El posfascismo supone, primero, intereses personales (de poderosos, por cierto), supervivencia política (tengo que resistir en un cargo público u otro al precio que sea, aun traicionando a los correligionarios de partido y, por ende, a sí mismos) y virajes expresivos porque irse de unas siglas a otras (de cabo a rabo, sin espacios intermedios) reteniendo el acta, descoloca a la ciudadanía.
Así y todo, la democracia puede destruirse desde dentro. Y el posfascismo lo tiene interiorizado. Y bebe del caos; sea resultado del derrumbe del esplendor onírico europeo que dio lugar al fantasma del nazismo y el fascismo, sea el posfascismo presente que campa amén del fin de la Guerra Fría.
Si el fascismo de entreguerras europeo se erige como una tercera vía entre el liberalismo y el comunismo, hoy el posfascismo no dispone a mano de horizonte utópico. No tiene un progreso u orientación concreta que vender. Busca chivos expiatorios (la globalización, la inmigración, el terrorismo, el feminismo…) para retratar los factores del supuesto mal a combatir, pero no ofrece alternativa. Esto es, el posfascismo es más neoconservador que fascista en sí.
El posfascismo no tiene que enfrentarse al comunismo en el presente. Y tampoco tiene que superar una defensa del Estado y los servicios públicos. Emerge en un clima neoliberal de libre mercado, atomización social y ensalzamiento del individuo y su ego.
De hecho, el ‘trumpismo’ no apunta a los poderosos sino que se ciñe a defender a las clases populares castigadas por la Gran Recesión de 2008 y la desindustrialización. Donald Trump rebusca entre los rescoldos dejados por la crisis financiera, sin articular un universo distinto que sirva como utopía mediante. El posfascismo, por tanto, acelera el neoliberalismo; o, al menos, se sirve del neoliberalismo como elemento acompañador que le libera de ataduras estatales.

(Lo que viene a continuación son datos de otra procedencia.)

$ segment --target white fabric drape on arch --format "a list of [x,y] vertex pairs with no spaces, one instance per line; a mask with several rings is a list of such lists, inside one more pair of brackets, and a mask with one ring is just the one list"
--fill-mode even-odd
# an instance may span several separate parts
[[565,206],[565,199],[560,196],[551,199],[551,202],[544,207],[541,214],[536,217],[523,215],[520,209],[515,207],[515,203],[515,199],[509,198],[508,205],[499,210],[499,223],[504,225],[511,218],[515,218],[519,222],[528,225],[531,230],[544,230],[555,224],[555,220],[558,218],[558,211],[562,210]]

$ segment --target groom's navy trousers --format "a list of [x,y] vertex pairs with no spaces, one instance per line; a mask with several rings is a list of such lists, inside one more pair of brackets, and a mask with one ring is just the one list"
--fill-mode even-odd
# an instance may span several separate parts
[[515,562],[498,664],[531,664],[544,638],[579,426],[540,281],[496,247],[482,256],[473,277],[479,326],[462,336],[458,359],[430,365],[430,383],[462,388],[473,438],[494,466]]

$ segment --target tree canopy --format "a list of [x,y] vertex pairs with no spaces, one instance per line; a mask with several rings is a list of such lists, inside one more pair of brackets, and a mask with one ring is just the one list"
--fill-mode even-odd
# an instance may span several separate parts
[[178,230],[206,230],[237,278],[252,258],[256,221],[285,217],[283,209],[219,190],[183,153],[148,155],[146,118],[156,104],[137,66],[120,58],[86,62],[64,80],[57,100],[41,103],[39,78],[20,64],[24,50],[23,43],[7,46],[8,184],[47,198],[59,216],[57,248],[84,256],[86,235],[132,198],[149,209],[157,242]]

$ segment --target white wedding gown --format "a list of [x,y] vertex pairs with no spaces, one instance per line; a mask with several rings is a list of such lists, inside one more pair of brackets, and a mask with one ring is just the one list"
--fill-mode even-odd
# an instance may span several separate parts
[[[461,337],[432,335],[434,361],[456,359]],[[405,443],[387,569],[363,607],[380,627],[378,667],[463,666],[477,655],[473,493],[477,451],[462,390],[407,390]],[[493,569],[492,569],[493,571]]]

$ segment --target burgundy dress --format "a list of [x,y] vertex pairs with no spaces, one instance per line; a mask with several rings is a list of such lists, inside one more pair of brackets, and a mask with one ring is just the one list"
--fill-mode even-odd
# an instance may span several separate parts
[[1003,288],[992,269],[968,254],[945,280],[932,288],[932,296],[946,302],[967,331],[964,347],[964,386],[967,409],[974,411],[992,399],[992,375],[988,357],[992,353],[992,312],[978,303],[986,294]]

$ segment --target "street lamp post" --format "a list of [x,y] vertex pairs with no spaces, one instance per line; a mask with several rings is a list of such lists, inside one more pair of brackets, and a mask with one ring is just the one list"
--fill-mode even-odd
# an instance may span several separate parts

El posfascismo, por ende, no es revolucionario porque sencillamente le vale el marco desregulador dejado por décadas de neoliberalismo. No necesita más. El neoliberalismo ha operado como antesala del posfascismo rampante a ambos lados del Atlántico.
Sin proceso de emancipación de la clase obrera (un relato ya inexistente) y con las identidades sociales trituradas, solo resta el engolado sujeto que, en su máxima expresión, hace del ‘trumpismo’ un tirano capaz de demoler el orden internacional y sus normas.